Finnish computer scientist Tatu Ylonen invented the Secure Shell (SSH) protocol in 1995 after a phishing attack. His aim was to mitigate this vulnerability by encrypting the communications between clients and servers. Since then, the encryption and authentication offered by SSH have led to it becoming a key building block for secure networks today. SSH authenticates everything from user logins to vital applications and services. Downtime can result in a user not being able to log in or a critical service being unavailable.
However, SSH is only as secure as its implementation. The in-built authentication that is facilitated by SSH can also be a vulnerability. Brute force SSH attacks use a program to generate users and passwords to gain access to your network. This kind of attack can be difficult to detect, identify and resolve in a busy modern environment. When successful, such an attack can give malicious parties access to large swathes of your network. Some of the common reasons for SSH vulnerability are listed below:
The number of keys can make it difficult to track SSH keys properly. In a large organization with thousands of servers, you may have millions of SSH keys. It quickly becomes very difficult to track the keys. Each key that is not accounted for is a potential vulnerability.
Unlike certificates, keys can be replicated and used by multiple users. Over time, this can mean that a small number of keys can grant access to large parts of your network.
The large number of SSH keys can also mean that it is difficult for IT Operations staff to rotate keys. Key rotation can result in access issues for users if an important key is forgotten after the keys are changed so, in practice, many organisations continue to use the same keys for a long time.
Keys are often embedded in applications and as a result IT Operations teams can be reluctant to change these keys. These can become a vulnerability over time.

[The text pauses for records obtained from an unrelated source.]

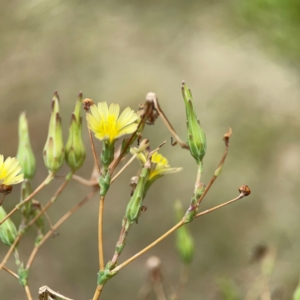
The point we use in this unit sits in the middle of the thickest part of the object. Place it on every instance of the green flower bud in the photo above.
(184, 240)
(196, 137)
(54, 147)
(75, 150)
(296, 295)
(8, 231)
(135, 203)
(26, 190)
(25, 154)
(194, 204)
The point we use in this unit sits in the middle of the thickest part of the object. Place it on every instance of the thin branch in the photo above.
(242, 195)
(100, 233)
(10, 251)
(10, 272)
(52, 200)
(154, 99)
(218, 170)
(57, 224)
(244, 191)
(125, 166)
(28, 294)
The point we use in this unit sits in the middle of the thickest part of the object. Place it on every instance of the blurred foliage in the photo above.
(277, 24)
(118, 51)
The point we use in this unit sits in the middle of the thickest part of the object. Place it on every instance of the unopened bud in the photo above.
(25, 154)
(196, 137)
(244, 189)
(23, 275)
(8, 231)
(134, 206)
(54, 147)
(75, 150)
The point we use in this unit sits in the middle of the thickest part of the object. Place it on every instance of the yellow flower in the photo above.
(159, 164)
(107, 124)
(9, 170)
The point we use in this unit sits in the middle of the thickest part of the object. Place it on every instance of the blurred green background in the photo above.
(240, 58)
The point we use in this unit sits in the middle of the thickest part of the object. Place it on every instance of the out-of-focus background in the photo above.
(240, 58)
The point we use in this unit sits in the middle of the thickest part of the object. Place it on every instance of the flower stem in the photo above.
(10, 272)
(98, 291)
(28, 294)
(10, 251)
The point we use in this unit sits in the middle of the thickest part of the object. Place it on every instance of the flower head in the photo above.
(9, 171)
(107, 124)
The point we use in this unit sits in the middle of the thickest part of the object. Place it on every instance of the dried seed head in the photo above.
(227, 136)
(153, 263)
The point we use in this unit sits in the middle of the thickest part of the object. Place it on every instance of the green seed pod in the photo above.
(196, 137)
(25, 154)
(135, 203)
(8, 231)
(54, 147)
(184, 240)
(26, 190)
(75, 150)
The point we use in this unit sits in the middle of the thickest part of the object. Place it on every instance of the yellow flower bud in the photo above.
(75, 150)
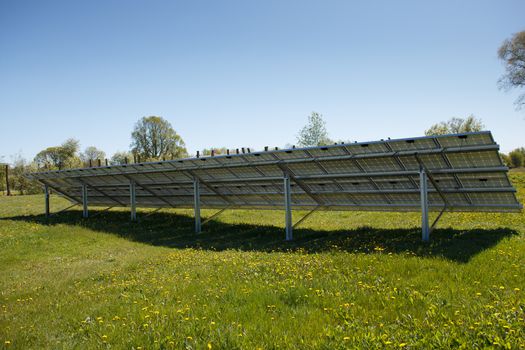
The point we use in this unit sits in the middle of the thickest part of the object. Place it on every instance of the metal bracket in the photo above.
(216, 214)
(103, 211)
(441, 194)
(306, 216)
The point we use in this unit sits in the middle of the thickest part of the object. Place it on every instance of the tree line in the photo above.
(153, 138)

January 2019 brought news of a new SSH vulnerability. This type of attack utilises vulnerable connections to allow attackers to change or destroy information sent between the server and the client. Identifying and preventing SSH attacks requires software with a holistic view of your network that can actively monitor discrete metrics. Does your current monitoring software offer this service? If you are a Kemp customer, you can use Kemp 360 Vision to help identify and prevent SSH attacks.
Imagine the following scenario, you are an Application Delivery Manager on call during the weekend. You are notified by an alert that there have been multiple unauthorized SSH access attempts on the Kemp LoadMaster load balancer. Kemp support use a digital duplicate to monitor your system. They are alerted to the issue by the large number of failed login attempts. Support contact you to check if this is a legitimate attempt. They ask if you want to block SSH access to your management interfaces from unidentified hosts to mitigate the issue and suggest that you review your user authorizations.

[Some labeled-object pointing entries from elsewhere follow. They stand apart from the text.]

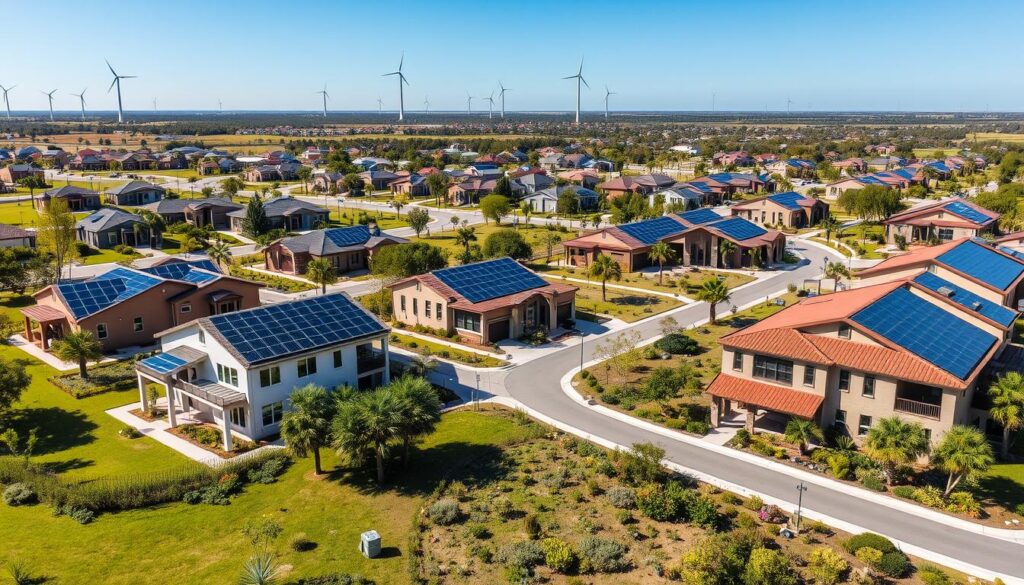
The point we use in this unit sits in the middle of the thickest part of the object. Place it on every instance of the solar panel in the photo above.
(492, 279)
(983, 263)
(274, 331)
(927, 331)
(738, 228)
(968, 299)
(651, 231)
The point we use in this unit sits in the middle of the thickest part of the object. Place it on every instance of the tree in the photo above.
(56, 235)
(662, 253)
(963, 452)
(322, 273)
(801, 431)
(78, 346)
(507, 243)
(713, 291)
(894, 442)
(606, 268)
(495, 207)
(1007, 394)
(306, 425)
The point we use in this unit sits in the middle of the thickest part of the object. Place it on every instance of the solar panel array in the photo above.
(983, 263)
(966, 211)
(968, 299)
(278, 330)
(85, 298)
(492, 279)
(650, 231)
(927, 331)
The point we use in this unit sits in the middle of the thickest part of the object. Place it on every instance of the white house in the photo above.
(238, 370)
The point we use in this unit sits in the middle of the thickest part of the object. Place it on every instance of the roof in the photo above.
(272, 332)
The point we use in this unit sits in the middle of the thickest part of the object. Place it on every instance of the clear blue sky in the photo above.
(655, 54)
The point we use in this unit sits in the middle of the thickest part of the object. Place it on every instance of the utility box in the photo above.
(370, 544)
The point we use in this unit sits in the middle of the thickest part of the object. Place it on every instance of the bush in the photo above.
(602, 555)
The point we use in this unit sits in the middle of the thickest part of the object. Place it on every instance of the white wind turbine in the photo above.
(580, 83)
(401, 93)
(117, 81)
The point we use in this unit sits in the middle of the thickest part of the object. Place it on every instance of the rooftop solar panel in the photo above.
(967, 299)
(274, 331)
(981, 262)
(927, 331)
(492, 279)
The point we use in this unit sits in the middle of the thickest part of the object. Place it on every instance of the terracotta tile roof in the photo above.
(769, 397)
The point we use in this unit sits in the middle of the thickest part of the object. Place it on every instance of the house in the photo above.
(484, 302)
(694, 236)
(847, 360)
(134, 193)
(77, 198)
(13, 237)
(199, 212)
(786, 209)
(238, 370)
(347, 249)
(286, 213)
(942, 220)
(126, 307)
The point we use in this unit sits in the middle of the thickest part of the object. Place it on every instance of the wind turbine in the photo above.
(502, 95)
(81, 98)
(401, 94)
(607, 92)
(580, 83)
(326, 95)
(49, 95)
(117, 81)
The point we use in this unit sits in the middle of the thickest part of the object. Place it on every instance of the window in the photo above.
(307, 367)
(844, 380)
(467, 321)
(269, 376)
(868, 390)
(773, 369)
(227, 375)
(272, 413)
(865, 423)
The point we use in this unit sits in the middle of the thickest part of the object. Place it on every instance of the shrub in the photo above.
(602, 555)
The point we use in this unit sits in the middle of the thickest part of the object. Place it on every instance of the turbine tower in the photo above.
(580, 83)
(81, 98)
(401, 93)
(49, 96)
(117, 82)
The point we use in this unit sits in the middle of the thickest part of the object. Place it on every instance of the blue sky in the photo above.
(654, 54)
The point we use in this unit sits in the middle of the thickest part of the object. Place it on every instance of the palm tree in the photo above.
(962, 453)
(1007, 394)
(78, 346)
(306, 425)
(894, 442)
(662, 253)
(322, 273)
(801, 431)
(713, 291)
(606, 268)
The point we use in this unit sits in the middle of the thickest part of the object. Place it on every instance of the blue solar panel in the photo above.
(652, 231)
(981, 262)
(274, 331)
(967, 212)
(492, 279)
(967, 299)
(927, 331)
(738, 228)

You check the audit logs for LoadMaster. You notice that you do not recognise the IP address and you suspect this may be an attack, as suggested by Kemp. You contact the security organisation and they inform you that your report has helped them to identify and close the gap. You have prevented a malicious breach of your network and avoided possible application downtime and data security issues. Simultaneously, you have helped close a gap in your network’s security.